LA CONFERENZA PRE PARTITA. Alla vigilia del Milan, Raffaele Palladino conferma la volontà di restare all’Atalanta: «Qui sto benissimo, voglio costruire una squadra forte e ambiziosa». Il tecnico difende il percorso stagionale e avverte: «Col Milan servirà una gara a viso aperto».
Bergamo
«Io qui sto benissimo, dal mio arrivo ho trovato grande calore. Il mio desiderio è quello di costruire la prossima stagione una squadra forte e ambiziosa, a mia immagine e somiglianza, insieme alla società». Alla vigilia dell’incontro con il Milan, l’allenatore Raffaele Palladino conferma la volontà di restare all’Atalanta.

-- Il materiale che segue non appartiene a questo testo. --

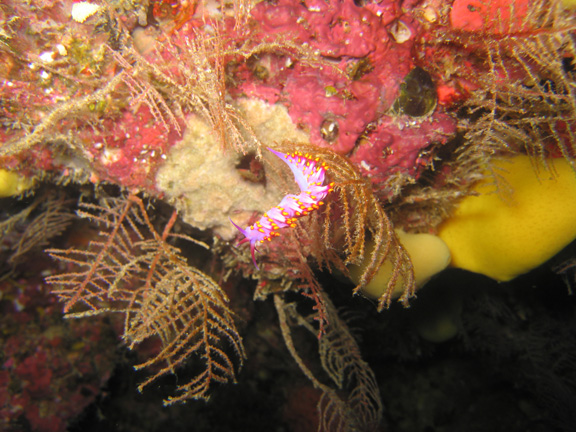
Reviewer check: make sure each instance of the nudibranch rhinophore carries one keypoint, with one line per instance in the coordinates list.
(310, 174)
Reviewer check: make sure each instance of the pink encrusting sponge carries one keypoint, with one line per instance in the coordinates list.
(310, 175)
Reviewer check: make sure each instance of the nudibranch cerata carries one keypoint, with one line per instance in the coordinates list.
(310, 174)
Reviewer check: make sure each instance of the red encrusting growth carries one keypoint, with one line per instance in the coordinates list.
(310, 175)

«Nell’ultimo mese siamo mancati nella finalizzazione, che ha un po’ sporcato i precedenti cinque»
«La squadra non l’ho costruita io, essendo arrivato a novembre. Sono orgoglioso di aver rimontato dal tredicesimo al settimo posto - spiega il tecnico nerazzurro -. In Coppa Italia siamo usciti in semifinale ai rigori, in Champions col Bayern s’è interrotto un grande percorso fatto di notti magiche, come contro il Borussia Dortmund. Dobbiamo andare almeno in Conference League, ma per me la stagione è stata ottima a parte l’ultimo mese, in cui siamo mancati nella finalizzazione, che ha un po’ sporcato i precedenti cinque».
«Conosco bene Allegri, dobbiamo metterlo in difficoltà giocandoci a viso aperto: è un avversario mobile e imprevedibile»
Sui rossoneri, terzi e recentemente sconfitti dal Sassuolo, solo parole d’elogio: «Erano in dieci contro undici. Mi aspetto una partita bella contro una squadra forte che vuole fare punti - chiude Palladino -. Conosco bene Allegri, dobbiamo metterlo in difficoltà giocandoci a viso aperto: è un avversario mobile e imprevedibile, difende a tre, ma imposta a quattro, bisogna badare ai cambi di marcatura, al blocco basso o al pressing alto a seconda dei momenti».